In the Italian electoral system, which allocates some of its seats in parliament on the basis of pure majority voting, such alliances are crucial for success. Shortly after the fall of Prime Minister Mario Draghi's government in July, the centre-right bloc agreed to cooperate.
Fratelli could become the strongest force
The centre-left alliance is purely a community of convenience to prevent a right-wing government. The parties sometimes differ greatly in their programmes. In the past few days, leading politicians have sometimes violently attacked each other, especially on social media, and sometimes do so after the agreement on cooperation.

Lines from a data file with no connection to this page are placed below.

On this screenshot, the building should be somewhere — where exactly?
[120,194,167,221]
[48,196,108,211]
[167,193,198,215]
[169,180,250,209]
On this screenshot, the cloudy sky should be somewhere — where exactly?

The last deals by Social Democrat leader Enrico Letta even made sure that a partner threw down again on Sunday. The head of Azione and former minister Carlo Calenda, who only agreed to work with Letta on Tuesday, said in a TV interview about the withdrawal: "I no longer feel comfortable. It is undignified to do politics like this." Letta tweeted, "It seems to me that Calenda is the only possible partner of Calenda."
There is said to be no electoral cooperation with the Five Star Movement, which was the strongest party in the 2018 elections but has recently slumped in the polls and witnessed the resignation of Foreign Minister Di Maio and other parliamentarians. Former Prime Minister Matteo Renzi was also left out with his small party Italia Viva.